VISITE 3 – ACADÉMIE DE THÉÂTRE
L’idéation du contenu de cette étape de la journée d’étude a été réalisée par Jenni Pekkarinen, doctorante en politique culturelle à l’Université de Jyväskylä. Actuellement, en plus de mener ses recherches doctorales à l’Université de Jyväskylä, Jenni Pekkarinen travaille comme planificatrice de projets à l’Université des Arts d’Helsinki. Ses principaux thèmes de recherche comprennent, entre autres, la planification culturelle, la participation, la citoyenneté culturelle et la durabilité culturelle. Dans sa thèse, elle examine les aspirations à la durabilité culturelle et l’impact des programmes des capitales européennes et ibéro-américaines de la culture, en se concentrant spécifiquement du point de vue des écosystèmes des arts visuels.
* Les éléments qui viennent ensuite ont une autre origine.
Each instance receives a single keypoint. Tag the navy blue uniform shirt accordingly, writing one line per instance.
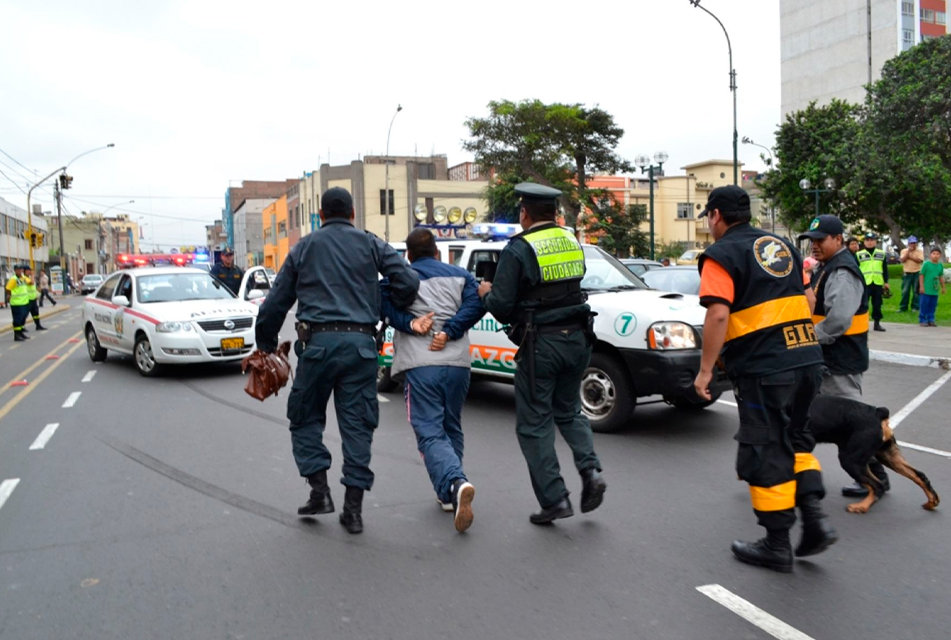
(334, 275)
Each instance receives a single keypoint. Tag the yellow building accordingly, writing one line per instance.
(416, 186)
(276, 242)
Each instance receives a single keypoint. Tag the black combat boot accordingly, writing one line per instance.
(592, 489)
(817, 534)
(773, 552)
(351, 516)
(320, 500)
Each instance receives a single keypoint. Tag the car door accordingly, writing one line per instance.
(255, 279)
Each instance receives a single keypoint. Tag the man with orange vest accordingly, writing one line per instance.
(759, 325)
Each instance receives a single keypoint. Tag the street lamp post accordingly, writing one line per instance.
(805, 185)
(748, 140)
(696, 3)
(386, 179)
(644, 162)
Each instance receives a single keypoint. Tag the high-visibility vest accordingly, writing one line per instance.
(871, 265)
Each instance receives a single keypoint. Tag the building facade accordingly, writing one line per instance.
(833, 49)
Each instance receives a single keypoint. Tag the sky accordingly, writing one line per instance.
(198, 95)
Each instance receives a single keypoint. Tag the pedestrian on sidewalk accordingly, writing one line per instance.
(45, 289)
(912, 257)
(434, 358)
(929, 280)
(759, 325)
(333, 275)
(872, 263)
(33, 295)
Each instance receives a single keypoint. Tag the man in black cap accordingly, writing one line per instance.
(333, 275)
(874, 267)
(227, 272)
(759, 317)
(841, 317)
(537, 291)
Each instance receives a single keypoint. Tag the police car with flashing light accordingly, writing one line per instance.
(649, 341)
(172, 315)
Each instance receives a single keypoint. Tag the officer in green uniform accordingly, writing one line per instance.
(18, 298)
(33, 295)
(537, 291)
(875, 270)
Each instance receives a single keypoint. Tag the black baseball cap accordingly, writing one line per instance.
(728, 199)
(336, 200)
(822, 226)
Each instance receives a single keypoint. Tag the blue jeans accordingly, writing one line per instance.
(929, 304)
(434, 398)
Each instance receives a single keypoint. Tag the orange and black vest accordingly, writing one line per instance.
(770, 327)
(849, 352)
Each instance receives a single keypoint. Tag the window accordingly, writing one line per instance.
(383, 203)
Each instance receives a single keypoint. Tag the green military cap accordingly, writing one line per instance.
(532, 192)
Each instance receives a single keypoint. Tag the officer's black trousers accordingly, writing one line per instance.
(343, 364)
(775, 445)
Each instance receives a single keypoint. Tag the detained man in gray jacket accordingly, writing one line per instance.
(431, 350)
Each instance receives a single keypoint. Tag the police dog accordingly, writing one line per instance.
(861, 431)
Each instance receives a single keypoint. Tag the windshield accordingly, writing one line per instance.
(605, 273)
(676, 280)
(176, 287)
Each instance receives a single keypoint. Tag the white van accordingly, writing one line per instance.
(649, 342)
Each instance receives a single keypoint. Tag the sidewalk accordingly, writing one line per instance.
(912, 345)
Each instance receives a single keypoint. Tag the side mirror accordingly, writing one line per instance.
(485, 270)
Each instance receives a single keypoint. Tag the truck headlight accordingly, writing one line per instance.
(173, 327)
(671, 335)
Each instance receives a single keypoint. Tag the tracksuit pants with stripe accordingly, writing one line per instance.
(775, 445)
(434, 398)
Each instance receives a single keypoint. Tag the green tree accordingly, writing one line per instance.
(619, 226)
(556, 145)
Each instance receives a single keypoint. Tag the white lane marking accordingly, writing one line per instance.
(6, 488)
(917, 401)
(751, 613)
(918, 447)
(71, 400)
(44, 436)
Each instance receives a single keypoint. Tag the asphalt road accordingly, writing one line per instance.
(166, 508)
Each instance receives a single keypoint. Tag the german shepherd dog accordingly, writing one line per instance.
(861, 431)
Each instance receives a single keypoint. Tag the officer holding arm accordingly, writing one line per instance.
(333, 275)
(537, 290)
(226, 271)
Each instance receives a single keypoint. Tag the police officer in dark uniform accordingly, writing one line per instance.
(227, 272)
(333, 274)
(758, 314)
(537, 290)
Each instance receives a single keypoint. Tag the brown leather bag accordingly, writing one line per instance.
(269, 371)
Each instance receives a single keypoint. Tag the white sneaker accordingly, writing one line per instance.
(464, 495)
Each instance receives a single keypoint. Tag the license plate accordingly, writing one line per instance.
(232, 344)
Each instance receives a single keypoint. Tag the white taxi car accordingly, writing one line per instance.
(171, 315)
(649, 342)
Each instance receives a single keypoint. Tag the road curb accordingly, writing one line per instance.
(911, 359)
(59, 308)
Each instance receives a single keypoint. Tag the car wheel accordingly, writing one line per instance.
(384, 381)
(144, 358)
(691, 403)
(607, 394)
(96, 352)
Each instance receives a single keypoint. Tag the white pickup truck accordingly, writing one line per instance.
(649, 342)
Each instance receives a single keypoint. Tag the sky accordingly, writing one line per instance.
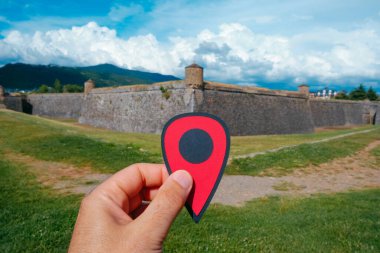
(273, 43)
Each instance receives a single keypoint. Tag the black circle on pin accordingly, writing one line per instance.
(196, 146)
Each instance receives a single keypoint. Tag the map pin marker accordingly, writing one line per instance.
(198, 143)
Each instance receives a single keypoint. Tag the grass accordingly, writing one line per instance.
(376, 153)
(27, 124)
(34, 219)
(286, 160)
(240, 145)
(345, 222)
(287, 186)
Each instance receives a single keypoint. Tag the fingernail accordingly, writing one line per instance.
(183, 178)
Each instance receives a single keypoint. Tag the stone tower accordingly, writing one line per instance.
(304, 89)
(194, 76)
(2, 95)
(88, 86)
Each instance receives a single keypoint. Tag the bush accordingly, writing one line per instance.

Elle a également été active dans des associations culturelles et est actuellement secrétaire du conseil d’administration de la Society for Cultural Policy Research en Finlande ainsi que trésorière du conseil d’administration de Selkokulttuuri, une association qui promeut les arts et la culture linguistiquement accessibles en Finlande. D’ailleurs, un article particulièrement intéressant de Jenni Pekkarinen vient d’être publié en anglais sur l’analyse de la considération de la participation de divers groupes minoritaires de jeunes dans le programme de la candidature de la ville d’Oulu pour le titre de Capitale européenne de la culture 2026.
A. Helsinki : actions de développement culturel, social et urbain pour prévenir les inégalités dans la capitale finlandaise
Le premier intervenant de cette série était Timo Cantell, directeur de l’unité de statistiques urbaines et de recherche de la ville d’Helsinki. L’unité, composée de plus de 40 experts, produit des données et des analyses sur le développement d’Helsinki, notamment dans les domaines de la population et du bien-être, de l’économie urbaine et de l’emploi.
En 2023, la région métropolitaine d’Helsinki compte 1,54 million d’habitants, dont environ 670 000 résident dans la ville proprement dite. Cette dernière devrait voir sa population croître jusqu’à atteindre 700 000 habitants d’ici 2028, avec des projections à 824 000 habitants d’ici 2050, selon les estimations de l’équipe dirigée par Timo Cantell. Cette augmentation démographique est principalement attribuée à l’immigration.
Historiquement, Helsinki et d’autres villes universitaires de Finlande ont accueilli une population relativement jeune, en particulier des jeunes adultes âgés de 20 à 35 ans. Néanmoins, la ville commence à vieillir progressivement avec le départ à la retraite de la génération du baby-boom, bien que cette génération reste active dans la société.
Helsinki est reconnue comme une ville prospère qui s’investit considérablement dans la réduction des disparités sociales, notamment dans les secteurs de la santé et du bien-être. Elle présente un mélange contrasté de quartiers, certains très prospères tandis que d’autres le sont moins. Cependant, à l’échelle internationale, Helsinki est perçue comme une ville où les inégalités sont relativement réduites.
Helsinki joue un rôle central dans les industries culturelles et les services connexes, ainsi que dans le domaine de l’éducation et de la main-d’œuvre associée à ces secteurs. Par exemple, environ 70 % des architectes d’intérieur finlandais ainsi que des artistes tels que des danseurs et divers autres professionnels créatifs sont concentrés dans cette zone.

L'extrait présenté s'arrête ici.